Hiroshi Matsuyama era un sansei, un nieto de japoneses que hablaba con dificultad el idioma español. Su carácter retraído hacía que solo se comunicara en japonés con personas como él, hijos y nietos de inmigrantes, su contacto con la gente de Lima fue tardío, de adolescente, en sus visitas a bares y prostíbulos de Lima y Callao. Cuando el abuelo le heredó dos distribuidoras de vajilla fina, las vendió enseguida para invertir en un night club que le venía mejor por su adicción al sexo. De allí en adelante, sus negocios en este rubro fueron creciendo y ampliándose como espuma, ininterrumpidamente, sin problemas, hasta que sucedió lo de la hija del indígena. Un colaborador de su negocio le había recomendado acudir con Vicente Cuadra, un conocido tramitador, amigo de este juez que veía el proceso judicial.

La conversación de Matsuyama y Cuadra se produjo en Xanadu, un conocido prostíbulo de Lima en la cuadra veinticinco de la avenida Colonial, la tarde anterior del día de la sentencia. Sentado frente al sansei, a Cuadra no le parecía tan temible como le contaron sus colegas, otros tramitadores como él. Era un asiático regordete y grandote, cabeza rapada y cachetes inmensos que achinaban más sus ojos asemejándolos a los de una caricatura, como delineados por un lápiz. No parecía una persona que estuviera a punto de perder la libertad, al contrario, lo encontraba relajado, incluso alegre y entusiasmado cada vez que llegaba una de las chicas y lo saludaba con un beso en su cabeza rapada.

—Vea Hiroshi, no le voy a mentir, tiene usted una situación jodida, quizás si me hubiera llamado antes tendríamos más tiempo para matar este asunto. Conozco al juez Gárate, ni se imagina usted cómo lo puedo conocer. Le garantizo que es un hombre justo que entiende razones pero de un día para otro, no sé, hay que ser un poco Mandrake aquí.      

—Todos tenemos nuestlo plecio doctolcito —dijo socarrón y despreocupado Matsuyama quien entendía el estilo de negociación de Cuadra —su amigo no me dio la opoltunidá de conocele, quizás a tlavés suyo, pueda sel posible. Mis negocios son todos legales, lo de la chica fue un acilente, una pasada de confianza de un tlaidol.

La conversación terminó poco a poco tornándose en un monólogo en el cual Cuadra se sorprendió con la locuacidad de Hiroshi, quien le decía que no era tan malo ser prostituta. Sus chicas, por ejemplo, estaban contentas. Los padres de las prostitutas debían pensar que sus hijas estaban desarrollando una labor social y hasta citó una película con Julia Roberts y Richard Gere, que mantenía la ilusión en su personal de encontrarse con un caballero que al final les pueda dar una vida mejor, uno de estos días.

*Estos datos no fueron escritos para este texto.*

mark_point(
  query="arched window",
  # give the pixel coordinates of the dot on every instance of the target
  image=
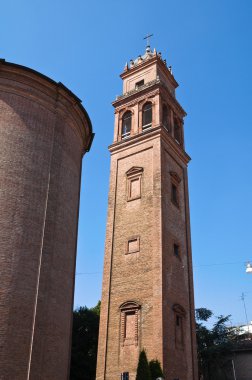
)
(147, 115)
(177, 132)
(129, 323)
(126, 124)
(166, 117)
(179, 321)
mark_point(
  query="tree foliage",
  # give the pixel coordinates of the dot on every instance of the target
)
(214, 345)
(84, 343)
(143, 370)
(155, 369)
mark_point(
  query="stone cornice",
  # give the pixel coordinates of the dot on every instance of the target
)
(147, 63)
(152, 133)
(150, 89)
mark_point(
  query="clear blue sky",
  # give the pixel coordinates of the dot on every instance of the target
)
(85, 44)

—Deténgase un poco Hiroshi, parece que no entiende la gravedad del asunto, usted tiene una denuncia por trata de personas, delito que tiene penas severísimas luego de la reciente modificación del código penal. Al juez no lo va a convencer contándole comedias románticas de putas. Esto le va a costar y mucho, y si soy bien franco con usted, no puedo garantizarle resultados al cien por ciento, tal como están las cosas. Tengo que ubicar al amigo y hacer un duro trabajo de convencimiento y a toda prisa. Necesito que me habilite cien mil soles y otros cien mil luego de la sentencia, esa es la tarifa en estos casos.

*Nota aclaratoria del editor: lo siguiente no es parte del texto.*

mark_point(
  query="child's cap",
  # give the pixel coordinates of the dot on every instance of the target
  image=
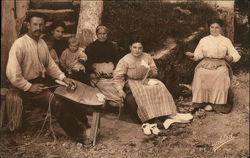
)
(73, 40)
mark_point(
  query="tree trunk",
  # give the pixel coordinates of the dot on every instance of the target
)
(9, 34)
(225, 11)
(89, 19)
(21, 9)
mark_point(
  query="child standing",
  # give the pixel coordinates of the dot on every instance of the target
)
(72, 60)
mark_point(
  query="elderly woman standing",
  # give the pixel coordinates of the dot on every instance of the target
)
(136, 71)
(213, 74)
(102, 58)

El japonés se levantó de la mesa localizada en el último anillo de mesas, caminó diez metros detrás de la mesa hacia un pequeño cuarto que tenía una cámara de video en la parte superior, abrió la puerta de acero reforzado, entró y luego de cinco minutos salió con una caja que colocó sobre la mesa, y contó los billetes de doscientos soles delante de Cuadra hasta completar cien mil.   

—Hágalo doctolcito, le espelo mañana. ¡Quispe, acompaña al doctol hasta su casa no quielo que le pase nala en el camino¡  —ordenó Hiroshi a uno de sus empleados, esquivando la mirada e intimidando por primera vez a Cuadra desde que llegó a aquél lugar.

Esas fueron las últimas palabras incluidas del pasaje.